Há dois anos, ela ajudou a puxar a campanha #SouMulherSouGamer nas redes sociais, que coletou relatos de centenas de mulheres vítimas de constrangimentos machistas. “Enquanto a gente joga, é comum surgirem contas falsas assediando, mandando xingamento ou até mesmo fotos de pênis. Nos jogos em equipe, ao usar o microfone e revelar voz de mulher, corremos risco de arruinar nossas chances de ganhar por causa do preconceito. Teve uma vez, por exemplo, que um jogador viu meu nome de usuário (mikannn) e perguntou se eu tinha pênis ou vagina”, diz Míriam. Ela explica que, frequentemente, sofre intimidações de outros jogadores para exibir sua “carteirinha gamer”, uma espécie de passaporte que identifica o trajeto de cada usuário no jogo, como se precisasse do aval masculino para se integrar à comunidade.
Não raro, homens sugerem às mulheres que coloquem o chat e o microfone no mudo, além de se identificarem com nickname masculino, para evitar assédios na rede. “Queria jogar Valorant (game de tiro em equipe) sozinha sem ser chamada de vagabunda”, desabafou Daniela Li após expor o abuso que sofreu de MiT. De acordo com Mikannn, a onda mais recente de denúncias contra gamers notórios não é exatamente uma surpresa para quem conhece o ecossistema. “Apesar de hoje termos mais mulheres com visibilidade, elas continuam muito vulneráveis. Os jogadores profissionais são fruto desse meio permissivo com o machismo. A fama faz com que pensem que podem tudo. Não aprendem a lidar com a mulher de um jeito que não seja agressivo.”
Além do machismo, a tolerância ao racismo também tem sido alvo de embates na comunidade gamer. No começo de janeiro, o jogador de Fortnite, Orlando “kirito” Rodrigues, foi expulso da equipe norte-americana TRNL Gaming devido a injúria racial cometida durante uma live. “Chama a mãe dele de macaca”, escreveu ao se irritar com um oponente. “Queria pedir uma segunda chance de provar com o tempo que não sou assim. Sei que geral vai me odiar e eu entendo. Já estou pagando pelos meus erros e vou repensar minhas atitudes”, publicou kirito depois de sua equipe anunciar a demissão.

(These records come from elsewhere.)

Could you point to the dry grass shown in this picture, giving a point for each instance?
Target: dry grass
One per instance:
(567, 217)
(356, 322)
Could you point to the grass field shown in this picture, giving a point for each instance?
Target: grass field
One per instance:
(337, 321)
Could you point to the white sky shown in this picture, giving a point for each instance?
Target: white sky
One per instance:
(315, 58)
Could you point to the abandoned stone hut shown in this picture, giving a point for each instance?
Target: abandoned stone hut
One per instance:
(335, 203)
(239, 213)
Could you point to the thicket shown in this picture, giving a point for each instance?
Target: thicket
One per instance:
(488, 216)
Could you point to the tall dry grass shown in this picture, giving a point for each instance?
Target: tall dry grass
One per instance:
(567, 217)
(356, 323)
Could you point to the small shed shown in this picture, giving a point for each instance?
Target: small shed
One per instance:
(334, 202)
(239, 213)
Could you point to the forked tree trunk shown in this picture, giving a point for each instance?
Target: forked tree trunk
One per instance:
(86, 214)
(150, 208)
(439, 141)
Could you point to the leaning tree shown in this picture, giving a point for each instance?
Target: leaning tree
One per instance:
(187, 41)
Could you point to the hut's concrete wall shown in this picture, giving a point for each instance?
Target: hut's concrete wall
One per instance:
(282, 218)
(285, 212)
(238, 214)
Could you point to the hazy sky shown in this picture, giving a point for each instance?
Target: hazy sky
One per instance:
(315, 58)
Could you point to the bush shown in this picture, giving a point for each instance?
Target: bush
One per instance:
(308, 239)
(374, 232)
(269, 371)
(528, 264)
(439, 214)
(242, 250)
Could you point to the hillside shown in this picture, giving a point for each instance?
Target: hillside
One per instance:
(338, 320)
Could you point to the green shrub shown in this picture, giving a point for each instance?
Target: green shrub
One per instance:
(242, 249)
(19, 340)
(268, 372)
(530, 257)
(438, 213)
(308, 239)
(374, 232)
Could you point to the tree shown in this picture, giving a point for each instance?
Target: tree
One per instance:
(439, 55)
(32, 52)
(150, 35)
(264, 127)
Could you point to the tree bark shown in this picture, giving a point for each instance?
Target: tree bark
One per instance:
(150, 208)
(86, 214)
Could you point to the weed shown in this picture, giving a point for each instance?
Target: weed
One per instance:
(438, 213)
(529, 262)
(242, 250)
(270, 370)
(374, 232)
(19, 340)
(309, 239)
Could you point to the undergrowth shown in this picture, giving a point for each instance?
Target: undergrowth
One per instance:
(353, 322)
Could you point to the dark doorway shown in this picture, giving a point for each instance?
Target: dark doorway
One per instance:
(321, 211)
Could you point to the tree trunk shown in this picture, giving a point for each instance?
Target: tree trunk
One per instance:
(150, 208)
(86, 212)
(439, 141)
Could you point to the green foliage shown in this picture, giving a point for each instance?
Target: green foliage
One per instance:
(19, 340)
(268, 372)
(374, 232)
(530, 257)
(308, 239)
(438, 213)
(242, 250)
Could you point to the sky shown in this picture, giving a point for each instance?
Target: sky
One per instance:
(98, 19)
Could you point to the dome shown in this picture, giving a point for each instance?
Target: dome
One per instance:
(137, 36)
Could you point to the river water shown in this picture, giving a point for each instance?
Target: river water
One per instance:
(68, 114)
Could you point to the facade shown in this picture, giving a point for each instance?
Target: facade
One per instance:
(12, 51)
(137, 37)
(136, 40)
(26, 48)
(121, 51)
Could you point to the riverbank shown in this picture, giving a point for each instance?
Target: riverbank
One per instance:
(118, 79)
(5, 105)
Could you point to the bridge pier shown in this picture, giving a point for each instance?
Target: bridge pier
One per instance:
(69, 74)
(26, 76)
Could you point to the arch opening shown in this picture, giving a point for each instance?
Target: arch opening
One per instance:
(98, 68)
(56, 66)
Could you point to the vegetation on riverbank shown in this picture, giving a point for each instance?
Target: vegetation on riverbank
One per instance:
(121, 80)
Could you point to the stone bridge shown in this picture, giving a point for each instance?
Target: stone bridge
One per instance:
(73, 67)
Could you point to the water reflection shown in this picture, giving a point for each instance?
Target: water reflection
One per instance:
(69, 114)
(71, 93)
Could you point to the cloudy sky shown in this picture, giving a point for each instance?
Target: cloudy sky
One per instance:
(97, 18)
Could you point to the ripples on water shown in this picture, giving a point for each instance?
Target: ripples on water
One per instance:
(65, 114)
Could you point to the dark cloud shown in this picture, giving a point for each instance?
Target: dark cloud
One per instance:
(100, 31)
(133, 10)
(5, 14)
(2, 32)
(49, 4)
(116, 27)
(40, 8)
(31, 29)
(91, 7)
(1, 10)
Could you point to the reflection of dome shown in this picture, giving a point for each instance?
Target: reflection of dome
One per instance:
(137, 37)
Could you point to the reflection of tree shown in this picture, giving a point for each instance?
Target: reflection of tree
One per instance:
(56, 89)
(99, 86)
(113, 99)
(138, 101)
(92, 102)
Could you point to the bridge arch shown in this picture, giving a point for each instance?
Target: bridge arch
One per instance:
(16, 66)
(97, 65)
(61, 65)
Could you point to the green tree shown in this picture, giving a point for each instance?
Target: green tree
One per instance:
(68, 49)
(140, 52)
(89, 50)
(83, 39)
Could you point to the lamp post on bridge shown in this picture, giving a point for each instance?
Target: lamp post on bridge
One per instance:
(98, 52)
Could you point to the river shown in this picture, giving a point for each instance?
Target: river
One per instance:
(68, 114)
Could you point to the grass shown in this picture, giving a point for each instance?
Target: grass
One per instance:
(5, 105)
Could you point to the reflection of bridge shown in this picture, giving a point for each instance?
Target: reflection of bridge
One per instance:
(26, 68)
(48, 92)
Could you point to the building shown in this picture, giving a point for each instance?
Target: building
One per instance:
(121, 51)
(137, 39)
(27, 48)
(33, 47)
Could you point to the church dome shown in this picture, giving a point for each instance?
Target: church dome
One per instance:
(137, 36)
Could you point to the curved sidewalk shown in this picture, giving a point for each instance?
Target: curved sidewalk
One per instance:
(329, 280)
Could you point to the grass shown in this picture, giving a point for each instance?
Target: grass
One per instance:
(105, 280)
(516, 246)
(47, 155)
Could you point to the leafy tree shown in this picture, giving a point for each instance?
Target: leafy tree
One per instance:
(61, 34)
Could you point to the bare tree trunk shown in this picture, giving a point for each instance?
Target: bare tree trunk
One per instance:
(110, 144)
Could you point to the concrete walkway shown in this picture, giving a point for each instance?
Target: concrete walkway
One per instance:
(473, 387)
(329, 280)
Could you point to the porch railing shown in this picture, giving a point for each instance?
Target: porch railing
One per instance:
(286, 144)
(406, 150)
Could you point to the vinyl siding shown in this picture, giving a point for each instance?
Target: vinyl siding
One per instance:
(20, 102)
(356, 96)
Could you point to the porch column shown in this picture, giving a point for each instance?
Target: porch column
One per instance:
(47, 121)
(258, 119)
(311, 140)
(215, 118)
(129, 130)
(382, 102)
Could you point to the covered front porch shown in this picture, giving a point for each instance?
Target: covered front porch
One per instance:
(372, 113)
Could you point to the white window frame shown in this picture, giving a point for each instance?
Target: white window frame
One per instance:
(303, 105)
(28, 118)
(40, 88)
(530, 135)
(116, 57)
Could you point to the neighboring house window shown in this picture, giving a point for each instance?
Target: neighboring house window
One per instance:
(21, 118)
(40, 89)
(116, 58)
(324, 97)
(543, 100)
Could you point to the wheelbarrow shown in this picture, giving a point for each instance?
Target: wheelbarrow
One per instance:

No ano passado, um escândalo racista já havia sacudido o circuito dos e-games. Publicações e comentários discriminatórios do canal Xbox Mil Grau, um dos mais populares sobre a plataforma da Microsoft, foram resgatados por seguidores. Uma mobilização nas redes, que envolveu inclusive o movimento Sleeping Giants, conseguiu desmonetizar o canal através da retirada de publicidade. A Microsoft impediu que os administradores continuassem usando a marca Xbox no nome. Por fim, diante de recorrentes manifestações racistas, o canal acabou banido do Youtube e da Twitch, plataforma que, em maio de 2020, já havia suspendido a conta de Renan Bolsonaro, filho do presidente Jair Bolsonaro, por violar suas políticas de conduta de ódio durante transmissões.
“Minorias costumam ser repelidas e perseguidas no ambiente dos gamers”, diz Míriam Castro. Para a youtuber, reações de empresas e equipes ao punir agressores e iniciativas como o Wakanda Streamers, coletivo que luta pela inclusão de pessoas negras na cena dos games, são reflexos positivos dos avanços em termos de representatividade. Porém, ela julga necessária uma ação mais proativa das plataformas, principalmente na moderação de comentários com teor discriminatório em chats e lives. “Marcas, consoles e canais de streaming podem oferecer um serviço melhor e mais seguro para pessoas negras, LGBTs e mulheres, ampliando seu público. Por muito tempo, empresas endossaram comunidades supertóxicas e afastaram vários consumidores dos seus jogos. As coisas estão mudando, e essa permissividade já não é mais sustentável.”